If you’re looking for something novel to catch learners’ attention at the start of a reading lesson, this is it…

A classic

Jigsaw reading is truly deserving of its place as a classic TESOL activity. It’s an uber-communicative activity, involving reading, speaking and listening with a collaborative goal. Let’s look at the usual procedure to make sure we’re all on the same page…

Preparation. Teacher (or a nominated learner) finds a relevant text, makes one copy per group of learners and cuts it up so that each learner has one section of the text. Ideal texts for this are ones which are organised by subheadings.

Procedure. Each learner reads their piece of the ‘jigsaw’ and remembers what it says. They then place it face down and take turns to summarise their piece of the jigsaw to their group. Collectively, the group achieves some shared outcome with the information, such as answering questions, discussing the information, completing a table, ranking or ordering the information, etc.

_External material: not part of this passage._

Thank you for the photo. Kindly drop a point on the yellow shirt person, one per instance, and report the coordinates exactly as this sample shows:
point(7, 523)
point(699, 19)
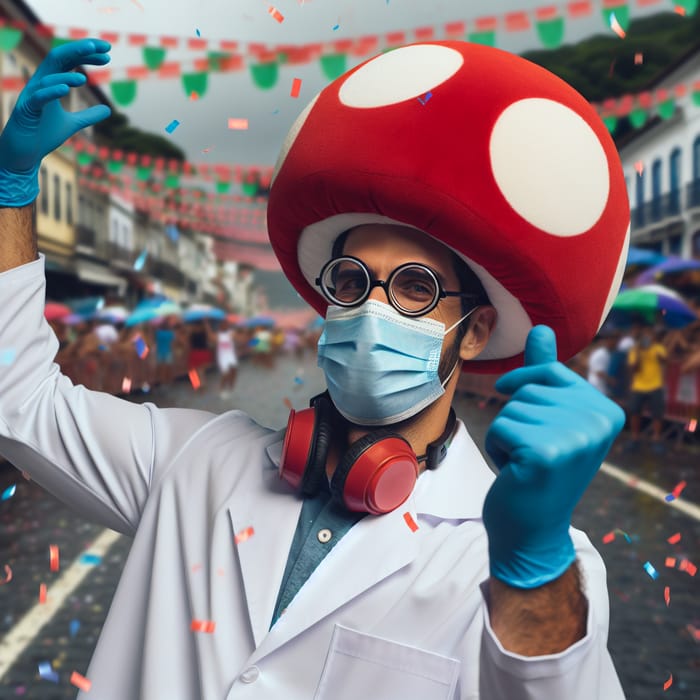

(Alternatively, you could give each learner different texts, as opposed to sections of the same text, eg. each learner reads a holiday advert, describes it to the group and finally  make a group decision about which holiday to go on.)

crunch.jpg

The twist

Last year I experimented with some slightly different ways to break up the text into pieces of the puzzle. ‘Sabotaging’ the text was one of my favourites…

Preparation. Make a copy of the whole text for each group. Scrunch the copies up into balls like the one above. You may need to perfect your scrunching technique to ensure that different parts of the text are visible on different balls and that the balls don’t reveal too much information.

Procedure. Hand one ball out to each group and give them a couple of minutes to write down any words or phrases they can decipher from it. They mustn’t un-scrunch the text, however tempting this may be. When they’re done, make cross-reporting groups (i.e. if they were AAA BBB CCC before, now you put them into ABC ABC ABC groups). They share the information about the text with each other and each group predicts what the text is about. They can then flatten out the text to check their predictions and carry on with the reading lesson.

You might be thinking what I initially thought: ‘It sounds a bit gimmicky. It’s not exactly a real-life, communicative activity.’ It’s true, but used once or twice in a General English class (especially with young learners/teenagers), the excitement it will generate is certainly worth the compromise on task authenticity.

PS. If you’re wondering what the text on the scrunched up papers was, it’s Buy Nothing Day from Teen World.